Overeem lost to Antonio “Big Foot” Silva and Travis Browne in his two bouts after defeating Lesnar. He was ahead and on the verge of a finish in both fights, when Silva and Browne rallied.

A comprehensive win over ex-heavyweight champion Frank Mir at UFC 169 seemed to put him on the road to the title again, but he failed to capitalize. He was knocked out in the first round by Ben Rothwell the next time out despite going into the fight as a 4-1 favorite.

He was down, but the man deserves credit. He refused to go out. He went through the next four fights in impressive fashion, defeating Stefan Struve, Roy Nelson, Junior dos Santos and Andrei Arlovski to once again put himself on the verge of a UFC title.

“I have been in the fight business for a long time and I understand it very well, and so I’m not surprised at all,” Overeem said. “Things happen for a reason and life has a way of not giving you what you want so easily. You have to work for it. And even when you work really hard and think you’ve done all the right things, things come up that kind of deliver another setback.

“I fell off the horse and I climbed back on the horse. I’ve worked really hard. I haven’t quit. I kept doing the right things, because I know if you do the right thing, that you’ll be rewarded. My fight style has evolved tremendously. I went from being ‘Ubereem’ to being Overeem and I feel very good about what I have done and where I am.”

The odds are with him in the sense that UFC titles are changing hands just about every time. Miocic is fighting at home in Cleveland, and that could be an advantage, but Overeem has fought so much and in so many places that the circumstances are unlikely to rattle him.

If Miocic wins, it’s not going to be because Overeem was overcome by the moment or shaken by a boisterous crowd rooting for the hometown hero. He’s been there, done that.

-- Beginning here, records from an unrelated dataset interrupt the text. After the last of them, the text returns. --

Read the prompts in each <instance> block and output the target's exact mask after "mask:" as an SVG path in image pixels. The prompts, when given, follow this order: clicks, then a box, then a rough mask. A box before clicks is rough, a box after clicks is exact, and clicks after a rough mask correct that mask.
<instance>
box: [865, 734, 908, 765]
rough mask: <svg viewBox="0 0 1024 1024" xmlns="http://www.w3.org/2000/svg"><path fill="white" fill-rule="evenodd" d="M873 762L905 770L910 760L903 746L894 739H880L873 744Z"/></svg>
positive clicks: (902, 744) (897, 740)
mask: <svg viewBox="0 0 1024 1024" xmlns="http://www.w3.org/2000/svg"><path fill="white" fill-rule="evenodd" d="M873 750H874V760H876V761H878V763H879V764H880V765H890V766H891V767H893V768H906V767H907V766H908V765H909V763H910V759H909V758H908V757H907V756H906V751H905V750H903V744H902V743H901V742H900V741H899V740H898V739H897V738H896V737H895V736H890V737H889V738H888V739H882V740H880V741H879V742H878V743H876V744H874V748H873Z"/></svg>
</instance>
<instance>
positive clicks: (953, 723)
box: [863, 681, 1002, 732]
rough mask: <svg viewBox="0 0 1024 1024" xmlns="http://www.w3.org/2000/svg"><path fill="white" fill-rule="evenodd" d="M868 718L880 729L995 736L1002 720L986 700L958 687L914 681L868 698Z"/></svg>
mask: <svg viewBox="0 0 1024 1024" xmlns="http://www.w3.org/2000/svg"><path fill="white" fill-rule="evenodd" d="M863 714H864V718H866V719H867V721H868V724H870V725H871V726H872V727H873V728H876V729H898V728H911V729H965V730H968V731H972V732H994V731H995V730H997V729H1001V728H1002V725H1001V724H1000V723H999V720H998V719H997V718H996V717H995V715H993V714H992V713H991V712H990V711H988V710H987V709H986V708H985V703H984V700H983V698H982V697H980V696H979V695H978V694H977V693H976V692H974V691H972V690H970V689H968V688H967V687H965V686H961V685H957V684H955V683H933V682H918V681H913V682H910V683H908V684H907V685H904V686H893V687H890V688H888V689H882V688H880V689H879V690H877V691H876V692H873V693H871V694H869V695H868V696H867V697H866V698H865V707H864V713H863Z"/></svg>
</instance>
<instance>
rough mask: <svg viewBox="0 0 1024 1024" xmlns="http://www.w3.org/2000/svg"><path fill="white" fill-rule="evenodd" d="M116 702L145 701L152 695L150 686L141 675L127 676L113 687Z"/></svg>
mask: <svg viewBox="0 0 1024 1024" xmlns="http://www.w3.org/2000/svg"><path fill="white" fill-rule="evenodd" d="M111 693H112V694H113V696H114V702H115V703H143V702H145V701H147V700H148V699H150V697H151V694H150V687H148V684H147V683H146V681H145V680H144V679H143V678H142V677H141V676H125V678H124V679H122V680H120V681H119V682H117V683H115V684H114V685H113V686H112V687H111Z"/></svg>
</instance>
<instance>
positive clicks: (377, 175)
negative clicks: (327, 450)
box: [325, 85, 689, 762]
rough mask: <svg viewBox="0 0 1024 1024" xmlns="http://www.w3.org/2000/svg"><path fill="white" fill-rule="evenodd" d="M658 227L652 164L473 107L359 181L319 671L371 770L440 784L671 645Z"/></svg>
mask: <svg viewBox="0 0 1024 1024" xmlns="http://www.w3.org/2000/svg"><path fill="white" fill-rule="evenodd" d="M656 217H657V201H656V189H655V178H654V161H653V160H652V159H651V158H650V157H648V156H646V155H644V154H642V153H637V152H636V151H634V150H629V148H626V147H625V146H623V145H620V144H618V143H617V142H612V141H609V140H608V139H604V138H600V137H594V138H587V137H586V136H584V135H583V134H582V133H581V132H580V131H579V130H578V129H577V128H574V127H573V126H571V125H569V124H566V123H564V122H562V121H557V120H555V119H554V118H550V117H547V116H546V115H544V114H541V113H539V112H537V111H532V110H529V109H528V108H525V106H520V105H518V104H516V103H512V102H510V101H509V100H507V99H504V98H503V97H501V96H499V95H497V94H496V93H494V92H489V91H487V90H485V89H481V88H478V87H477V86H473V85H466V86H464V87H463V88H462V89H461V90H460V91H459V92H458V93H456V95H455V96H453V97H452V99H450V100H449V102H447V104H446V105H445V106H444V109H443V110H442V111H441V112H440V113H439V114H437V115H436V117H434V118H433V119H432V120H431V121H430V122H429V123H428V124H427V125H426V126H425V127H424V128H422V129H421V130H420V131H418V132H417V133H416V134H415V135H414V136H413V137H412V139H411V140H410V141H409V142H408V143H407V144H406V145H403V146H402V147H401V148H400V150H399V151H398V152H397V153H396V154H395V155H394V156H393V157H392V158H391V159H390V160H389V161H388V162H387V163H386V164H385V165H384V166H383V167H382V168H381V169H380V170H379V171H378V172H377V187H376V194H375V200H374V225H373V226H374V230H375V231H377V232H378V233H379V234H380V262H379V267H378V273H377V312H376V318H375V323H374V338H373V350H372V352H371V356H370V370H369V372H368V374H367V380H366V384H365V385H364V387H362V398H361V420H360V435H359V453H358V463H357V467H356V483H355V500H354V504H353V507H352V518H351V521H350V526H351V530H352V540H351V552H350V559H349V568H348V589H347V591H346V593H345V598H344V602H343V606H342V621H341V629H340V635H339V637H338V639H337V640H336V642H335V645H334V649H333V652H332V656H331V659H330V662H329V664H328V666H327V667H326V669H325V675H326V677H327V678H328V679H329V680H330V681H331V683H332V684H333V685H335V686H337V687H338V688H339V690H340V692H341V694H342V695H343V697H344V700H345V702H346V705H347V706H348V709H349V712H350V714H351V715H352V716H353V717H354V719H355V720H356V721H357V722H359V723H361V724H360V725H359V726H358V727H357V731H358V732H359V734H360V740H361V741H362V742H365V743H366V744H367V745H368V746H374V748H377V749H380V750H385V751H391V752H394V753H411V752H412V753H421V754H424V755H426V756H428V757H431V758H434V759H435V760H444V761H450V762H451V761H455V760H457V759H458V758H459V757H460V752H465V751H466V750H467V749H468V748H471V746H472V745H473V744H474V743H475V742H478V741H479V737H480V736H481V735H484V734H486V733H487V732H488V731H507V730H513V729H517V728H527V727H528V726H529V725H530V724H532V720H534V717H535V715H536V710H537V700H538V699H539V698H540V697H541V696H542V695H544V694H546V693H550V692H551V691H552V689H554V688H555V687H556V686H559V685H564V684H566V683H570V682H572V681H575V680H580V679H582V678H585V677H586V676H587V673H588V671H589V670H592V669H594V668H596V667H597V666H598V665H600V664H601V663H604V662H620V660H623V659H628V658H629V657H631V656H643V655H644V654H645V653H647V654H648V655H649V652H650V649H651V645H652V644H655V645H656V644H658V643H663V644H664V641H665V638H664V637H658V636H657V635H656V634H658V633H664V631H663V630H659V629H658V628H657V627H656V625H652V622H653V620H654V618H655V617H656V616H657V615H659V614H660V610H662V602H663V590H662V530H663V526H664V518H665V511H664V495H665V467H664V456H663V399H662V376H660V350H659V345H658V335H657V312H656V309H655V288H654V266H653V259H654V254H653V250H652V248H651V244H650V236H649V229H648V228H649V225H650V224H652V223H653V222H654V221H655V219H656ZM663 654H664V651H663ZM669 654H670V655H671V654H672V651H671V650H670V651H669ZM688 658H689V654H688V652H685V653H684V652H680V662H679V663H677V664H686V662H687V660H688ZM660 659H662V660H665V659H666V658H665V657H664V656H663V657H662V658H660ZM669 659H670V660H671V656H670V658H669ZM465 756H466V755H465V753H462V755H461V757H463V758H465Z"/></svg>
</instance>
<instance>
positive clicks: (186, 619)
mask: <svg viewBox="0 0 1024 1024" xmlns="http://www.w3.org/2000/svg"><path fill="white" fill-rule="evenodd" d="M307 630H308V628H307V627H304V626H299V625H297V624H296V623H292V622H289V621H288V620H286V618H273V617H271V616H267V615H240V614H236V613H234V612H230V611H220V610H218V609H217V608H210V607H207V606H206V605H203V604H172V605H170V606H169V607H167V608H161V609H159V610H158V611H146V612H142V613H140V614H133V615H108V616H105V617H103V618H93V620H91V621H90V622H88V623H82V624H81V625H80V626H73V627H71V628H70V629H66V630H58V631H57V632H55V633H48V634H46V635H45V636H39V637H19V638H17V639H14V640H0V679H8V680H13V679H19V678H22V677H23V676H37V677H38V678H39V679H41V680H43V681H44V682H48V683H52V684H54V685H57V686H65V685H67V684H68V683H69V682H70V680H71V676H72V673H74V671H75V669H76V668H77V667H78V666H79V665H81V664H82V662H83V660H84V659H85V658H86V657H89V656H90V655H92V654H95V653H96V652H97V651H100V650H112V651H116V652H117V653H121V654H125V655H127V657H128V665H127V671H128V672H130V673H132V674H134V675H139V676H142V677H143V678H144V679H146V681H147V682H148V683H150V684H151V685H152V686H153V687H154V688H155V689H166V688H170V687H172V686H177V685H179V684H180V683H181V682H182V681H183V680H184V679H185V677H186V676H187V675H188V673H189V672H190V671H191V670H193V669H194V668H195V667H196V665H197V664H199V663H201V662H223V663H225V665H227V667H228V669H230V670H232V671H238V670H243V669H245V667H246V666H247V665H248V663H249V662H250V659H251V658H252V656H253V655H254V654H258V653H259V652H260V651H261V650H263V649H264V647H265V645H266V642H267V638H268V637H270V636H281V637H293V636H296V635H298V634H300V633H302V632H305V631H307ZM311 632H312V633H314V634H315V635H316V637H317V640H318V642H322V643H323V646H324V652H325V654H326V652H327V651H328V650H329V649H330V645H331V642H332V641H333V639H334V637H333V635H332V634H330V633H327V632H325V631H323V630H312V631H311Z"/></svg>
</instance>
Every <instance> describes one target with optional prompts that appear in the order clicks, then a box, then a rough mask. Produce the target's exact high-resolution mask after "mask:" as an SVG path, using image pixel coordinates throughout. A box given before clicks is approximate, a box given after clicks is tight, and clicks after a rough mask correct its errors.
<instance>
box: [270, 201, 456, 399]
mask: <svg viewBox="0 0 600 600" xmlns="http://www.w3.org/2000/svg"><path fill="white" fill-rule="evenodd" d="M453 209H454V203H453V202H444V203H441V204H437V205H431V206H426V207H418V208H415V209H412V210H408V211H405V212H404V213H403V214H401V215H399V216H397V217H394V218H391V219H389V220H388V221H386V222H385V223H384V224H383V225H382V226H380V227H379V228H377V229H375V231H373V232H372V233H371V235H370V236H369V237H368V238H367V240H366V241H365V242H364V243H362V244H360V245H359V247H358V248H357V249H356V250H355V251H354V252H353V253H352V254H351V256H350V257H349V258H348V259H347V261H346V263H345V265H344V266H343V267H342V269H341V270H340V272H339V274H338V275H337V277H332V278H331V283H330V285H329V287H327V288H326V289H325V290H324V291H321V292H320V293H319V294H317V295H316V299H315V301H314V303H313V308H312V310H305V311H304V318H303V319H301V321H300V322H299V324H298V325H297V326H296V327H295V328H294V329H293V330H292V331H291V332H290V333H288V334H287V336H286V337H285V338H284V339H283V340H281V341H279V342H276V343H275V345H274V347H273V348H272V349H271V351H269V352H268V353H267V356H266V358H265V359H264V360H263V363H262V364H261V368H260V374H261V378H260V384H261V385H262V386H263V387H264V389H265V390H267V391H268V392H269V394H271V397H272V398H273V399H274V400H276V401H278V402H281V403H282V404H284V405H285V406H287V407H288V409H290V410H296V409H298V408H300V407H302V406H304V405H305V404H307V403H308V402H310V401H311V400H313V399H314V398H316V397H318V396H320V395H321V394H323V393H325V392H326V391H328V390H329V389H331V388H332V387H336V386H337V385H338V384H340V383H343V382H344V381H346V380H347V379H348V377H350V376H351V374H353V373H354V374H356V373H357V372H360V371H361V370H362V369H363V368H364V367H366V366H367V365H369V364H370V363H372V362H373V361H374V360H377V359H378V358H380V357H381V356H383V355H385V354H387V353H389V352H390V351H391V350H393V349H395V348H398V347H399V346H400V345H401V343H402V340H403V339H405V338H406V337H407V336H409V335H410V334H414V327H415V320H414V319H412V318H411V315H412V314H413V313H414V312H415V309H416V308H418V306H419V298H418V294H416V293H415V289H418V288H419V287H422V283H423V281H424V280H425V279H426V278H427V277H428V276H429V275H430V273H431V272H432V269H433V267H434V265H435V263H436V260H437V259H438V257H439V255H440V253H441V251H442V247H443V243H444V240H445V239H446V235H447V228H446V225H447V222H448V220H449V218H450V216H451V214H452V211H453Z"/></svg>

“In my career, 22 years of training and competing, I’ve fought in front of hostile Russian crowds, Japanese crowds where no one knew me, all kinds of audiences,” he said. “Anything you can imagine, I’ve lived it. I know how to deal with it. I’m not expecting to be cheered, but that’s OK. The crowd and its cheers aren’t going to decide the fight.

“I know how to use the boos as motivation in my favor, anyway. I’m fortunate because I’m in a great spot in my life and in my career. I have the perfect team around me now and I’ve given my life to this, and I expect to see the reward for all of that. I am very confident that you will see that in this fight.”